Мы стояли на месте. Я побежал обратно туда, где лежал Леопард. Земля вспучилась холмиком новой могилы. Я уже готов был отрывать его голыми руками, когда позади раздался посвист: порыв холодного ветра, похожий на дымок. Он метнулся в холмик и проделал в нем дыру шириной с мой кулак.

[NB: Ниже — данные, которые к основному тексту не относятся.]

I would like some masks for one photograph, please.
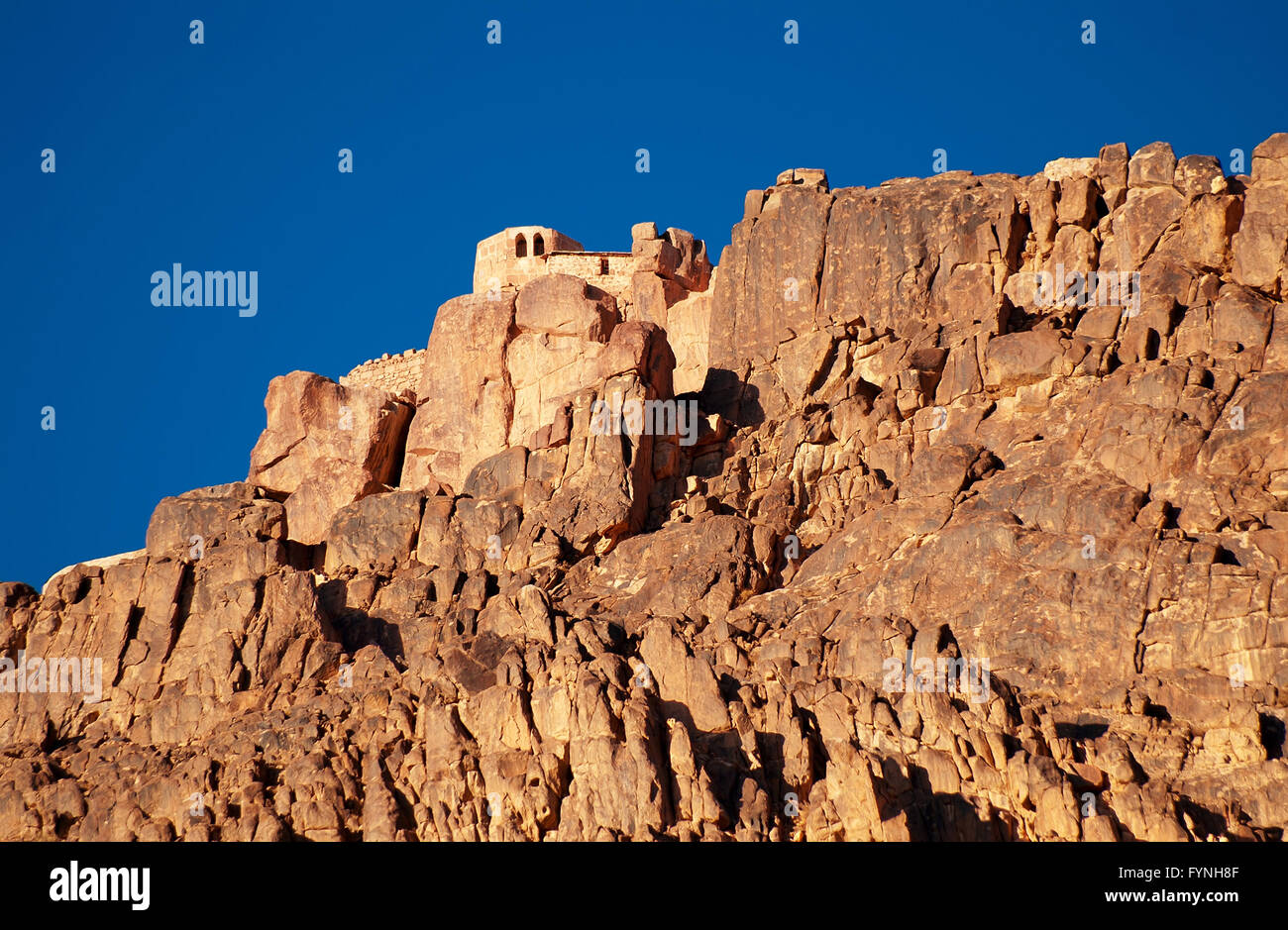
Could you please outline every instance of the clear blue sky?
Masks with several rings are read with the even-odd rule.
[[[142,547],[158,498],[245,478],[270,377],[422,348],[506,225],[613,250],[652,219],[716,259],[743,193],[793,166],[848,187],[935,148],[976,174],[1118,140],[1251,155],[1288,129],[1285,9],[6,4],[0,580]],[[173,263],[258,270],[258,316],[152,307]]]

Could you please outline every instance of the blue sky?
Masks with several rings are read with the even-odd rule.
[[[1284,35],[1278,0],[6,4],[0,580],[245,478],[269,379],[422,348],[506,225],[614,250],[652,219],[715,259],[793,166],[1030,174],[1155,139],[1229,166],[1288,129]],[[258,314],[152,307],[174,263],[258,270]]]

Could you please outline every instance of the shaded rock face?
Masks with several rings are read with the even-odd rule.
[[[276,379],[246,483],[0,585],[0,839],[1282,839],[1285,185],[793,169],[625,310],[448,301],[413,417]]]
[[[336,510],[398,483],[412,408],[393,394],[294,371],[264,407],[247,482],[285,500],[292,540],[321,542]]]

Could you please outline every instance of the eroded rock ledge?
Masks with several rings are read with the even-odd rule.
[[[796,169],[604,287],[523,229],[415,390],[274,379],[246,482],[0,585],[102,661],[9,671],[0,839],[1282,837],[1288,134]]]

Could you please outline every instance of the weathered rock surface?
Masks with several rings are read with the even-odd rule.
[[[415,417],[276,379],[247,482],[0,585],[0,839],[1282,839],[1285,191],[793,169],[714,273],[448,301]]]

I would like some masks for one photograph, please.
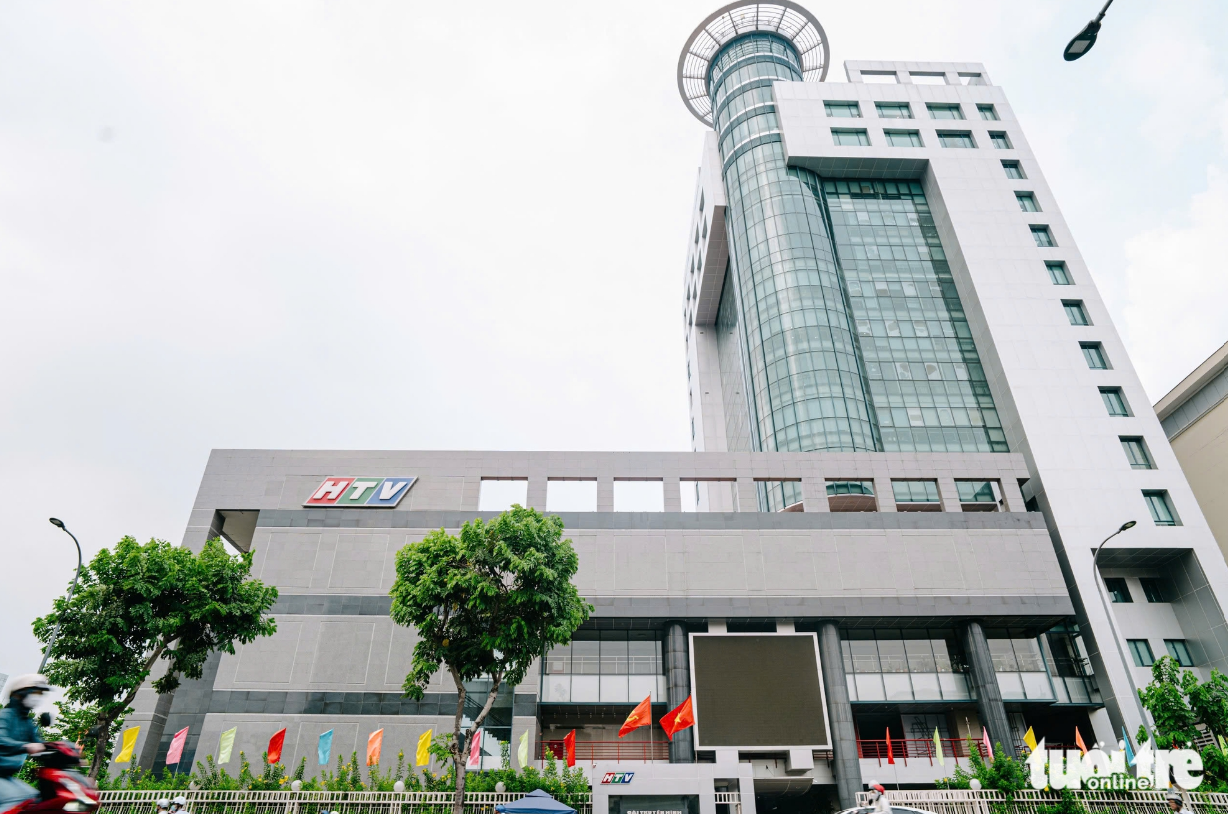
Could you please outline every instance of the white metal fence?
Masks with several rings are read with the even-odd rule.
[[[1089,814],[1167,814],[1165,792],[1113,792],[1072,789],[1079,805]],[[869,804],[871,793],[857,794],[860,805]],[[971,791],[898,791],[887,792],[892,805],[921,808],[935,814],[1046,814],[1061,802],[1056,792],[1024,789],[1013,799],[1002,792]],[[1186,805],[1195,814],[1228,814],[1228,794],[1185,792]]]
[[[447,814],[452,792],[216,792],[216,791],[107,791],[98,814],[155,814],[161,798],[183,794],[190,814]],[[495,814],[495,805],[524,797],[522,792],[469,792],[465,814]],[[562,800],[576,814],[592,814],[589,794]]]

– Теперь он дышит, – сказал Аеси. – Он не умрет.
– Вытащи его.
– Ты бы лучше подумал, Следопыт, чего тебе хочется в эти последние дни. Любви или мести. Того и другого тебе не получить. Дадим ему самому выбраться. Займет это у него сколько-то дней, но сил ему точно хватит. И хватит беситься от ярости. Идем, Следопыт. Сасабонсам днем спит.
Они с Найкой сели на лошадей. Холмик был чересчур недвижим. Я отошел, но все еще посматривал. Показалось, что я слышу его, но то были создания утренней зари. Мы ускакали.
Утренние боги укротили дневной свет. Лес был уже на виду, но все же не близко. Лошади устали, я чувствовал это. Не стал кричать Аеси, чтоб остановился, хотя он и перешел на рысь. Сасабонсам, должно быть, отправился спать. Я подъехал к Аеси.
– Лошадям бы передохнуть, – сказал.
– Они нам не понадобятся, когда до леса доберемся.
– Не в том дело. – Я остановил свою лошадь и спешился. Найка с Аеси переглянулись. Найка кивнул.